ALEJO URDANETA
Este pensamiento tiene un secreto
El calor se lo robó la piedra y la mano fue palideciendo vuelta hacía el fondo del valle, como si quisiera llamar la vida. Con los colores y aromas debieron fundirse mis pensamientos, y mi vida asentó su sorpresa desde aquella atalaya de perfumes donde la invención de las flores del nuevo tiempo y las granadas de rojos fogonazos se mezclaron para aturdirme. Y de pronto mis ojos volvieron a la imagen venerada —como fetichismo de adolescente— para posarse en detenido análisis: la mano había trazado una fatal elipse para dejar su perfume sobre la hierba.

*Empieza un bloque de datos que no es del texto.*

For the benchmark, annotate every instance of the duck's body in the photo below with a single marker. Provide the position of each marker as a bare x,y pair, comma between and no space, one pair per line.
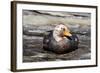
60,44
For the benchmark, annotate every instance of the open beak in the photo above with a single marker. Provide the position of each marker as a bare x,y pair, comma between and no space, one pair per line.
67,33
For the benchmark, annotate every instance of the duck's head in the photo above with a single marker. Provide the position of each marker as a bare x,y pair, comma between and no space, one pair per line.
61,31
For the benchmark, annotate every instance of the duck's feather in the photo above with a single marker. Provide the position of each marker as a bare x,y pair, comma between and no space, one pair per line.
66,45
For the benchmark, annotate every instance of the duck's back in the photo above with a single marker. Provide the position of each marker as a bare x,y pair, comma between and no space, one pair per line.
64,46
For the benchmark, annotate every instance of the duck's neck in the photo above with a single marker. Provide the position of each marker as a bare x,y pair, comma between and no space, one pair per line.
56,36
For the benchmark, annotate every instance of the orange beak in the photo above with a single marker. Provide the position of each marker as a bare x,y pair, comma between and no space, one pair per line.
67,33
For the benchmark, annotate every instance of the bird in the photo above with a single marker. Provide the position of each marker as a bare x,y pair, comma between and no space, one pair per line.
60,40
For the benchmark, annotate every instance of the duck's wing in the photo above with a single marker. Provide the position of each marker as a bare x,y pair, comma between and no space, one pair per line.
47,39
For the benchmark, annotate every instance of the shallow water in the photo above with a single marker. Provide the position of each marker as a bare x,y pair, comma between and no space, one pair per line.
35,25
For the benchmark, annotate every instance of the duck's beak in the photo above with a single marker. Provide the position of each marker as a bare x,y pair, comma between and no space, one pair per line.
67,33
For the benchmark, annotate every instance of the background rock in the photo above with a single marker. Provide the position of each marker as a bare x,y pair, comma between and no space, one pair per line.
35,25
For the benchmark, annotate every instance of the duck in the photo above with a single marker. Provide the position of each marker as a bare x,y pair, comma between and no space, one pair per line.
60,40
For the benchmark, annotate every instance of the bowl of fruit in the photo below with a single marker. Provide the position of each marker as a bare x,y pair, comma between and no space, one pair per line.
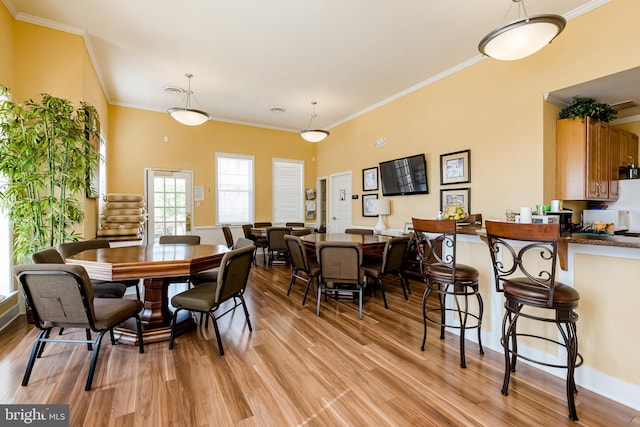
455,210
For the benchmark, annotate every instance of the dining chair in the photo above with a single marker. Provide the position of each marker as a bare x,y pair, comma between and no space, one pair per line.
70,249
524,258
392,263
208,297
228,236
180,239
211,275
101,289
294,224
446,277
61,295
340,271
276,247
303,268
358,231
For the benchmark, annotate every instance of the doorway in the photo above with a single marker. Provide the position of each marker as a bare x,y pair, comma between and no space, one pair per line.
169,200
339,202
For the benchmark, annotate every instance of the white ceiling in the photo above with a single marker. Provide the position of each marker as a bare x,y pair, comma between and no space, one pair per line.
250,55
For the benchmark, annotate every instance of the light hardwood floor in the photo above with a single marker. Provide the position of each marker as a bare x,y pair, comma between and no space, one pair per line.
297,369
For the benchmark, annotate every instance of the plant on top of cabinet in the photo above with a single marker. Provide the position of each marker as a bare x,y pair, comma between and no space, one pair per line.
45,156
583,107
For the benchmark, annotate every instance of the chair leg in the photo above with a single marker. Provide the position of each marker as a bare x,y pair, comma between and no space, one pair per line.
425,297
215,327
139,325
384,297
246,312
173,328
34,351
94,360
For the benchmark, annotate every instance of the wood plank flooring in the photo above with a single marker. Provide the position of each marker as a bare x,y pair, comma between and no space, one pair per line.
297,369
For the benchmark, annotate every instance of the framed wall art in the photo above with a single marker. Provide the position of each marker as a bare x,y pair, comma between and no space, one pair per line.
367,208
463,195
455,168
370,179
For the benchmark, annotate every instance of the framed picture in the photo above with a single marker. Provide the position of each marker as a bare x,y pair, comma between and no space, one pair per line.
463,195
455,168
367,208
370,179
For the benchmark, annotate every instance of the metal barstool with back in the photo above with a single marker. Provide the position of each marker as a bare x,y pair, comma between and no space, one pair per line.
524,263
445,277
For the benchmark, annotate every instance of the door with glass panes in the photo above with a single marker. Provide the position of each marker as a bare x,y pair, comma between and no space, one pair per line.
169,197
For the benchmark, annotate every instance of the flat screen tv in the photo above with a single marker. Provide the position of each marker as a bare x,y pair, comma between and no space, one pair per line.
404,176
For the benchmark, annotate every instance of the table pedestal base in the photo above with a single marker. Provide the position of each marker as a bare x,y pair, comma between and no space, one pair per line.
155,317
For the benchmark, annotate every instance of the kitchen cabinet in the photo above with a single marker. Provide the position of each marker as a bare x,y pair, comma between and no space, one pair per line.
628,147
584,166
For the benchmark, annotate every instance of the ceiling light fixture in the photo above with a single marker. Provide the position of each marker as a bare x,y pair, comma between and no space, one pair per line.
189,116
522,37
313,135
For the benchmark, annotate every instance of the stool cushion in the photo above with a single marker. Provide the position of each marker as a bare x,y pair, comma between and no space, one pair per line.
526,289
441,271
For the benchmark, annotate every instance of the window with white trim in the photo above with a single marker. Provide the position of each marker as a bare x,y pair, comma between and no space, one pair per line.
288,190
235,198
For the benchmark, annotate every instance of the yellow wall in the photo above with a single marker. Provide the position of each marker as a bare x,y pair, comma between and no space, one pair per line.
136,142
6,47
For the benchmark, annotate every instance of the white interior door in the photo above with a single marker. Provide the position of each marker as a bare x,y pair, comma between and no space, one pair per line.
169,198
339,202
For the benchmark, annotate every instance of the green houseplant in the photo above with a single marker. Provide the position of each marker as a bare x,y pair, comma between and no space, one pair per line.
583,107
46,156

Ese era el recuerdo que fijaba en toda la extensión del paisaje; y era el fulgor del arco iris lejano, temeroso de precisar sus contornos, el mismo que tuvo su rostro sorprendido. (Era su «arc en ciel" de limpia pronunciación el que veía extinguirse en sus mejillas). La mano reposaba en mi regazo, no ya para sembrar en mis tensos nervios los anhelos del instinto, ni para despertar las vibraciones pasionales del violonchelo, sino para decirme en su liviandad todo lo que las palabras y sus ojos de asombro no supieron expresar. Y la mano volvía sin cesar a presentarse ante mi; ¡Recuerdos, pensamientos! La meditación ocupó su lugar en el escenario del crepúsculo.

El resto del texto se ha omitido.